I believe that Gunter Keller has already assembled his collaborators in this dark enterprise. But he is secretive by instinct as well as of necessity. He is a naturally conspiratorial man. He is distrustful, and he is cautious. His meddling with the fabric of the world could, as its consequence, see him chained to a stake atop a lit pyre and he is understandably fearful of that fate. Therefore he is vague and ambiguous and non-committal in his correspondence with me. He resorts to opacity, and prevaricates where I seek straight answers and clarity.
But he is also a vain and arrogant man assured of his powers and he consequently has a boastful way about him. In his confidence he tells me that he
has assembled the dubious talents required to deliver what I have already spent a king’s ransom commissioning from him. He does not sound indebted. He sounds self-satisfied.

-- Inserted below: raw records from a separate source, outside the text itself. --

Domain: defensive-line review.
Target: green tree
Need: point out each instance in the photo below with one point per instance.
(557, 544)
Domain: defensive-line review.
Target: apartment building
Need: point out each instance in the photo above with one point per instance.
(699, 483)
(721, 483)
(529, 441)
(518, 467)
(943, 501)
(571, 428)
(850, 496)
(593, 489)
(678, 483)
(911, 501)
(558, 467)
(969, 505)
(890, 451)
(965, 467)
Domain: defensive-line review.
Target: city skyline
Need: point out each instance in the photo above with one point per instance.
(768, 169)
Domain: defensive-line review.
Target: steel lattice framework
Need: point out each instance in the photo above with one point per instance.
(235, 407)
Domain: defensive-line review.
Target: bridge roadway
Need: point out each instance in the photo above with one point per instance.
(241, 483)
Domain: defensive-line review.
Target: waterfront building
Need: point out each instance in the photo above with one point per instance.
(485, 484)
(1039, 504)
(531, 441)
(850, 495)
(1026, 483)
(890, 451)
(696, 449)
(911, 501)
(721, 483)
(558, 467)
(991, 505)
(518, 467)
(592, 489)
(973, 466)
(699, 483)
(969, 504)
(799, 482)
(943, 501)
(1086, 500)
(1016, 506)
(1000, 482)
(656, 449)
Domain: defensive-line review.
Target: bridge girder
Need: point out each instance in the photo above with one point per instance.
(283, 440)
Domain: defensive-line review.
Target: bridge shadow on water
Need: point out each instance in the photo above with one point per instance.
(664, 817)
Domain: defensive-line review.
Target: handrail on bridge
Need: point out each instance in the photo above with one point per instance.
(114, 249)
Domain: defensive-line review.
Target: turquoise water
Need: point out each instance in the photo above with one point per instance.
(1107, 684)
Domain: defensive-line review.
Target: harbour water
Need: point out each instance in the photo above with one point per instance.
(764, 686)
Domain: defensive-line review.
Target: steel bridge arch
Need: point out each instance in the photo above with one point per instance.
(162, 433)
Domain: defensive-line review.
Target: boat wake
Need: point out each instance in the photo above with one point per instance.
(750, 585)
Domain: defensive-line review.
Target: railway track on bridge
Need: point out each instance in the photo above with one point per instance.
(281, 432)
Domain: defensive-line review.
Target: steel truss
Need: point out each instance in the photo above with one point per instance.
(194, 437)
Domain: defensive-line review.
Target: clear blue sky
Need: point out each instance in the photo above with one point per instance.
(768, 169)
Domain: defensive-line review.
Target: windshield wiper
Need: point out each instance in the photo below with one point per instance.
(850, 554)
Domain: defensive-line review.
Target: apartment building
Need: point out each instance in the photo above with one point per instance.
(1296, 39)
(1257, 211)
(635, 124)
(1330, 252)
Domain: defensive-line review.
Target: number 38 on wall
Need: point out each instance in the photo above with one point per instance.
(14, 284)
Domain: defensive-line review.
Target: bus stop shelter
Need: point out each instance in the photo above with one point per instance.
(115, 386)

I know this because last week we had our first encounter face to face. Obliged by circumstance to meet him eventually, I would have liked to have met him at his laboratory, about which I confess to having a good deal of curiosity. But that would have been too dangerous. Englishmen of reputation are routinely followed by agents of the state when they travel abroad. These spies are immensely skilled at concealment. The safest course is simply to assume that you are being watched and to do nothing that might compromise.
Keller’s calling has made of him a man who cannot settle at a single address for long. Inevitably, he begins after a while to evoke suspicion. He is of necessity an inveterate traveller, almost nomadic, shifting between cities and even between countries with a nonchalance bordering on indifference as to his own whereabouts. This suited me. I did not want the stigma of association with the man. And so I suggested we meet at sea, and he readily agreed to this proposal.
I chartered a ship and hired its crew and ordered the captain to sail across the English Sea and anchor a mile off Calais, where my signal to the waiting Keller that I had arrived for our rendezvous was three lanterns hoist into the rigging and lit one by one.
After darkness had fallen he rowed himself out to us across a choppy sea in an open boat which he tethered to our stern. And he climbed the rope ladder to our deck, a powerfully built man of around six foot in height, his face marked by a permanent sneer and small craters across his cheeks and brow carved there by the smallpox suffered, I supposed, either as a child or in his youth.
Even without knowledge of his dubious calling I would not readily have taken to the man.
Some men are entitled to a high opinion of themselves. King Henry is such an individual. There is no more formidable man-at-arms than the monarch either on foot in the practice pit or mounted on his saddle in the tiltyard. He is a skilled musician, adept at the keyboard and sweet-voiced. He is a gifted linguist and can hold forth eloquently on most subjects.